Quem deve decidir fazer o “bem” ou não, senão nós mesmos? Quem decide se deve ou não compartilhar nossos recursos, senão nós mesmos?

-Em segundo lugar, são ordens dicotômicas. Ou seja, “você tem que compartilhar ” (pois, caso contrário, você não será uma pessoa boa). “Faça o bem aos outros” (ou você também não será uma pessoa boa, será alguém malvado) e “faça tudo o que puder para fazer os outros felizes” (senão você será egoísta).

Elas não dão espaço para sermos “um pouco egoístas”. Tudo ou nada. Bom ou ruim. Talvez a questão seja: não há áreas cinzentas?

-E, por fim, a subjetividade. Ninguém jamais escreveu o que exatamente significa ser “bom”, “egoísta” ou “altruísta”.

https://lamenteesmaravillosa.com/building-our-identity/

Onde está escrita a regra para que possamos nos considerar egoístas? Quantas vezes temos que cuidar de nós mesmos e não dos outros? É ruim ser egoísta?

Os romanos usavam a palavra egoísmo para expressar a “prática do eu”.

Pense em você, seja a sua prioridade

No fim das contas, cada um tem a sua própria versão dos termos, e todos tentamos nos ver de tal forma que sejamos pessoas boas.

Racionalizamos, argumentamos, ou então assumimos o papel de malvados e nos punimos, esperando fazer penitência por esse enorme mal que cometemos. E isso é lógico. Afinal, somos os protagonistas de nossas histórias.

De vez em quando, involuntariamente, ficamos presos em uma lógica que não faz nada além de nos prejudicar. E nos vemos dando tempo, recursos e força para pessoas que parecem não ter outro propósito na vida a não ser nos esmagar.

E nós não conseguimos parar.
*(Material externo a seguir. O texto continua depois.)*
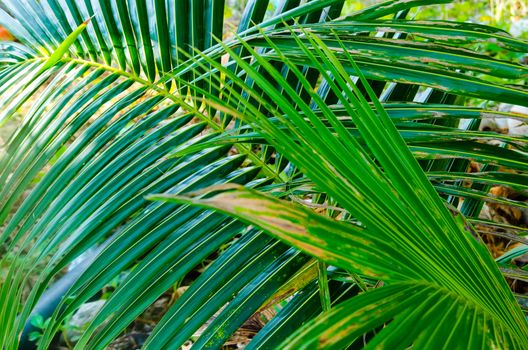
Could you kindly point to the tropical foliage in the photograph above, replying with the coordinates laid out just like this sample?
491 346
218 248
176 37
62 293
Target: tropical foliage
333 144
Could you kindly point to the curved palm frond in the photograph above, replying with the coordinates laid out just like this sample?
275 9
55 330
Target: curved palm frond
112 121
442 284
Tememos as consequências negativas. Temos pavor de nos afastarmos do suposto caminho que nos foi traçado.

Refletir e racionalizar sobre esses pensamentos e essas mensagens, com calma e tranquilidade, pode ser o exercício pelo qual a nossa condição humana mais agradecerá.

Esse pequeno espaço de tempo no qual, após reflexão, percebemos que “Talvez eu não seja tão ruim. Talvez eu precise de tempo para mim. Talvez eu não queira compartilhar com ninguém agora. Talvez eu deva ser egoísta.”

Talvez ser egoísta seja justificado. Talvez ser egoísta signifique apenas nos amar um pouco.